Brian and Nick reached the top of the escalator first, and the others gathered around them. This was BIA’s central waiting room, a large square box filled with contour plastic seats (some with coin-op TVs bolted to the arms) and dominated by a wall of polarized floor-to-ceiling windows. To their immediate left was the airport newsstand and the security checkpoint which served Gate I; to their right and all the way across the room was The Red Baron Bar and The Cloud Nine Restaurant. Beyond the restaurant was the corridor leading to the Airport Security Office and the International Arrivals Annex.

“Come on—” Nick began, and Dinah said, “Wait.”

She spoke in a strong, urgent voice and they all turned toward her curiously.

Dinah dropped Laurel’s hand and raised both of her own. She cupped the thumbs behind her ears and splayed her fingers out like fans. Then she simply stood there, still as a post, in this odd and rather weird listening posture.

“What—” Brian began, and Dinah said “Shhh!” in an abrupt, inarguable sibilant.

She turned slightly to the left, paused, then turned in the other direction until the white light coming through the windows fell directly on her, turning her already pale face into something which was ghostlike and eerie. She took off her dark glasses. The eyes beneath were wide, brown, and not quite blank.

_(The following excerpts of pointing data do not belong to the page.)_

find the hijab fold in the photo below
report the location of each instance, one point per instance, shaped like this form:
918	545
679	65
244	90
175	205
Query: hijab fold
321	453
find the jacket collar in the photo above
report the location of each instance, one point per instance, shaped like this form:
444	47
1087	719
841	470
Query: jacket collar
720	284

“There,” she said in a low, dreaming voice, and Laurel felt terror begin to stroke at her heart with chilly fingers. Nor was she alone. Bethany was crowding close to her on one side, and Don Gaffney moved in against her other side. “There — I can feel the light. They said that’s how they know I can see again. I can always feel the light. It’s like heat inside my head.”

“Dinah, what—” Brian began.

Nick elbowed him. The Englishman’s face was long and drawn, his forehead ribbed with lines. “Be quiet, mate.”

“The fight is... here.”

She walked slowly away from them, her hands still fanned out by her ears, her elbows held out before her to encounter any object which might stand in her way. She advanced until she was less than two feet from the window. Then she slowly reached out until her fingers touched the glass. They looked like black starfish outlined against the white sky. She let out a small, unhappy murmur.

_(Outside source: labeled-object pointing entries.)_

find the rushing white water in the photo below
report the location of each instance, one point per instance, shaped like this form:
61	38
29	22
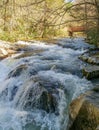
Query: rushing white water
36	89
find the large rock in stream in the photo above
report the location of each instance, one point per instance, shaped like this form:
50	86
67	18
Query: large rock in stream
84	111
91	58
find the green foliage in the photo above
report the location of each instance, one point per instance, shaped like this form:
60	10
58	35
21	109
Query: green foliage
93	36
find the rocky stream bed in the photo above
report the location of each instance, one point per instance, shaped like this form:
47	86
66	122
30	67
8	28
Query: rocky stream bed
46	86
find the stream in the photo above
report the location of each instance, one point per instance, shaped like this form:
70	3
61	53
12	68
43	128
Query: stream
39	82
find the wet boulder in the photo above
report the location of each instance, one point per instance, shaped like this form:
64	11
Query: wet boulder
91	71
17	71
91	56
84	112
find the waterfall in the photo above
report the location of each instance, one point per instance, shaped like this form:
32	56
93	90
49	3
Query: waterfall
36	88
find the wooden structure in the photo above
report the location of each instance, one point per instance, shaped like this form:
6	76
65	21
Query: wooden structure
72	29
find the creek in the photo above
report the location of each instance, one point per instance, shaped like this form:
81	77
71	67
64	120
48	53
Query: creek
39	82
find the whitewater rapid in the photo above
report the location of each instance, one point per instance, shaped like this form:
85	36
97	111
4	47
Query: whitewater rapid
39	82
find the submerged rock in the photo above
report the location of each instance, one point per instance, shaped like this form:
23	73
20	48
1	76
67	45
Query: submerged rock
91	56
16	72
91	71
84	112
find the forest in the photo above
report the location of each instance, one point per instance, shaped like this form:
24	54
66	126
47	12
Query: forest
33	19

“The glass is wrong, too,” she said in that dreaming voice.

“Dinah—” Laurel began.

“Shhh...” she whispered without turning round. She stood at the window like a little girl waiting for her father to come home from work. “I hear something.”

These whispered words sent a wordless, thoughtless horror through Albert Kaussner’s mind. He felt pressure on his shoulders and looked down to see he had crossed his arms across his chest and was clutching himself hard.

Brian listened with all his concentration. He heard his own breathing, and the breathing of the others... but he heard nothing else. It’s her imagination, he thought. That’s all it is.

But he wondered.

“What?” Laurel asked urgently. “What do you hear, Dinah?”

“I don’t know,” she said without turning from the window. “It’s very faint. I thought I heard it when we got off the airplane, and then I decided it was just my imagination. Now I can hear it better. I can hear it even through the glass. It sounds... a little like Rice Krispies after you pour in the milk.”

Brian turned to Nick and spoke in a low voice. “Do you hear anything?”

“Not a bloody thing,” Nick said, matching Brian’s tone. “But she’s blind. She’s used to making her ears do double duty.”

“I think it’s hysteria,” Brian said. He was whispering now, his lips almost touching Nick’s ear.